Depuis déjà quelque temps Nathalie Vranken, propriétaire avec son mari Paul-François du groupe éponyme, m’avait proposé de venir déjeuner au siège du champagne Pommery. L’occasion se présente et je suis accueilli par Stanislas Thierry directeur du développement et par Thierry Gasco chef de cave et œnologue de la maison Pommery.

Nous visitons un ensemble immobilier assez surréaliste aux architectures audacieuses. Les structures métalliques en poutres rivetées et les briques donnent une image très industrielle à des halls intelligemment conservés et adaptés aux nécessités de processus modernes. La plus grande cuve de maturation en inox peut contenir l’équivalent de cinq cent mille bouteilles. C’est assez impressionnant. L’est encore plus la visite des caves aux galeries de près de deux kilomètres, qui, d’une façon très originale et très réussie, abritent une exposition d’art moderne monumental. Il faut dire qu’avec des salles de trente-cinq mètres de haut, les artistes peuvent voir grand. Buren a personnalisé de façon durable une galerie.
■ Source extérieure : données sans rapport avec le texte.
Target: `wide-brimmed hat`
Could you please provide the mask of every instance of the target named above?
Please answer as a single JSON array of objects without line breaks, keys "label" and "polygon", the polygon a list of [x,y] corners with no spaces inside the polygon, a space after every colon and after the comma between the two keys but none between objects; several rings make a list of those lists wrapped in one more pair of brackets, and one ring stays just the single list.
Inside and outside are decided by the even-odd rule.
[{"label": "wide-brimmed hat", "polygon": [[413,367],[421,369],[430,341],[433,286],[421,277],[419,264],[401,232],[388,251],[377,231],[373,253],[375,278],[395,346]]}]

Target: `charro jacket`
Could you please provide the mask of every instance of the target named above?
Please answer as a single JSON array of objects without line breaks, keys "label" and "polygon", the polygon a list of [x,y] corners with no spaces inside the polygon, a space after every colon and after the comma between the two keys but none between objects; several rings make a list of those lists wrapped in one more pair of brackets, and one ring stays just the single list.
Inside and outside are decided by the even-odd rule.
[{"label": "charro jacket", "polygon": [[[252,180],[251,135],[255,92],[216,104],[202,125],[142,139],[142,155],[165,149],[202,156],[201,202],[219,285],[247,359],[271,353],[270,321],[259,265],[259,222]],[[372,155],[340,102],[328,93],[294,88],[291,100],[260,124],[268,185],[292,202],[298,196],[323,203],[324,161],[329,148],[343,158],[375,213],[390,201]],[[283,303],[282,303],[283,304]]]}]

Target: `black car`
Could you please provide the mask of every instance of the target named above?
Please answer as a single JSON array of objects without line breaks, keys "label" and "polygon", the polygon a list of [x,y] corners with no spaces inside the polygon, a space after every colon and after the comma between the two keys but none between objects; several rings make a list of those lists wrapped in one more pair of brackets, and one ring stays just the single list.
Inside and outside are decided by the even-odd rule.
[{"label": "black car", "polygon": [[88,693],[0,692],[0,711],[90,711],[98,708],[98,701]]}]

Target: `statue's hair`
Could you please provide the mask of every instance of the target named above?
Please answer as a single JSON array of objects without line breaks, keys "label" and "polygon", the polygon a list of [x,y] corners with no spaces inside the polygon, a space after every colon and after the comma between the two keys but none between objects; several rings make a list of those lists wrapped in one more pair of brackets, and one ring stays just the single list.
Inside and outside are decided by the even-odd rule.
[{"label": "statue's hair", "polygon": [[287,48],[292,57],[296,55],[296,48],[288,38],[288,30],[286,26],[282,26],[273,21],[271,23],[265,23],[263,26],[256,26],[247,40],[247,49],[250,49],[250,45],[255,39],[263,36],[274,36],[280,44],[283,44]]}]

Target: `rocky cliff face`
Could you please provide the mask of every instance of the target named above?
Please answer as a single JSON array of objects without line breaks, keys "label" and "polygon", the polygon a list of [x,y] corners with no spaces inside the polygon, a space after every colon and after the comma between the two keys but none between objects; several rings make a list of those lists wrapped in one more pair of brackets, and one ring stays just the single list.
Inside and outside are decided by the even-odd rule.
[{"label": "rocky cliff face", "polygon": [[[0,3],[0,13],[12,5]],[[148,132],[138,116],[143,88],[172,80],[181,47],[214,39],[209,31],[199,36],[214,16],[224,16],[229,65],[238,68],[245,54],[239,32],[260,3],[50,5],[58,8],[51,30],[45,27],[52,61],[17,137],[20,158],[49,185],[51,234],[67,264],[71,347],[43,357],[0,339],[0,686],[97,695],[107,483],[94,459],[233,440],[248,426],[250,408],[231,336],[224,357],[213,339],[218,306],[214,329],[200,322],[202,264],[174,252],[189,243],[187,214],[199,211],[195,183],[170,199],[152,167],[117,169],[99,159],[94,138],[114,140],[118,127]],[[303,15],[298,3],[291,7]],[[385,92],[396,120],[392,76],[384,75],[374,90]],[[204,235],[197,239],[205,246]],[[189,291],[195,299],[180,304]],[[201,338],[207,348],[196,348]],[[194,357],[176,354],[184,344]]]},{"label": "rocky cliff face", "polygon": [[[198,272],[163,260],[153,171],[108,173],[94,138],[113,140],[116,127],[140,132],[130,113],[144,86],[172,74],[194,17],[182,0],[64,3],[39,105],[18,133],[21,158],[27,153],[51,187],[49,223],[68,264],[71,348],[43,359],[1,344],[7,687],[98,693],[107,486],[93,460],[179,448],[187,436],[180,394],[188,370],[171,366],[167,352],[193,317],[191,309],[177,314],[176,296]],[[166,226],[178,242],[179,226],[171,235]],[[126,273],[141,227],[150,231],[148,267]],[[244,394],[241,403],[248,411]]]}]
C’est bien vu.

Dans l’espace de réception de la maison Pommery, l’art est aussi à l’honneur dans des salles marquées par le style des années trente où le bois aux belles envolées domine. C’est idéal pour accueillir des tableaux résolument modernes.

Comme il fait soif après la promenade, nous allons au bar du cercle où nous est servi à température idéale le Champagne Pommery Cuvée Louise 1999. La démonstration est convaincante car ce beau champagne gourmand a plus de longueur et de consistance que ce que j’imaginais. Il est sans histoire, champagne de soif que l’on boit avec envie. Des propos échangés en cave, il paraissait probable que Nathalie Vranken ne participerait pas au déjeuner et ne nous rencontrerait qu’à l’apéritif. Quant à Paul-François Vranken, la chance de le voir à nos côtés était encore plus faible.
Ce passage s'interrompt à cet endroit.